Students have been completing the Report of Student Experience (RSE) in classes this past week.  The questionnaires, administered at the end of the semester, seeks to ascertain student opinions of professors and courses.

According to the information read by proctors prior to administering the RSE, these reports play a significant role in decisions regarding re-hiring, tenure and promotion of faculty.

But a number of professors surveyed had mixed feelings, while others were supportive of the evaluations.

A common critique was that the RSE was not online.

“I try not to identify comments by the handwriting, but in a class with written exams, sometimes that’s not possible,” said Jane Ellen Nickell, chaplain.

Assistant English Professor Matthew Ferrence identified other problems with the RSE.

“There have been instances of threatening, sexist, racist and otherwise intolerable responses from a small percentage of students—clear violations of the college’s statement of community and human decency.”

Several professors, including Glenn Holland, religious studies professor, and Nancy Smith, Spanish instructor, have expressed a desire to turn the RSE digital.

“I’ve thought it would be nice to do it online instead of taking up class time, but I know most wouldn’t do it and I wouldn’t get the feedback I get now,” said Smith.

However, as useful as some find the RSE (Smith, Ferrence and Nickell have all used student responses to adjust the structure or content of their classes), others still have their reservations.
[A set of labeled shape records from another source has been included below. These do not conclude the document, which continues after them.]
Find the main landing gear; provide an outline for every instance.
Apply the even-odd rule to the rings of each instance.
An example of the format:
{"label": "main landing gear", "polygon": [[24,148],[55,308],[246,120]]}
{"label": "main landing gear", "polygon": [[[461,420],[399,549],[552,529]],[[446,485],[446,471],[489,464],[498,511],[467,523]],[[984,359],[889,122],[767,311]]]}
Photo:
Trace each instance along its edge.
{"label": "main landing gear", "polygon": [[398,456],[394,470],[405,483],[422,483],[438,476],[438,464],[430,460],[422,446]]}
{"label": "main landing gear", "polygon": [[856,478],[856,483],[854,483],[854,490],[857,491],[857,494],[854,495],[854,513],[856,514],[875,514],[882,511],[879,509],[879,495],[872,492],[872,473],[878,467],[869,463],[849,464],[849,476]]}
Kate Darby, assistant professor, believes that evaluations can, and often are, biased against professors of color and female professors.  Though she sees this as a general trend, rather than something specific to Allegheny, Darby does not exempt Allegheny from this bias. Darby also feels that one evaluation for every department, or even for every class in a department, is not effective.

“You always get one report that stands out because it is glowing, or because it trashes you; you tend to ignore both,” said Holland.

Nickell follows a similar pattern in considering her evaluations.

“The outliers, people who really loved or really disliked the course, are important, but I give more weight to consistent themes about the course content or my teaching so I can improve them,” said Nickell.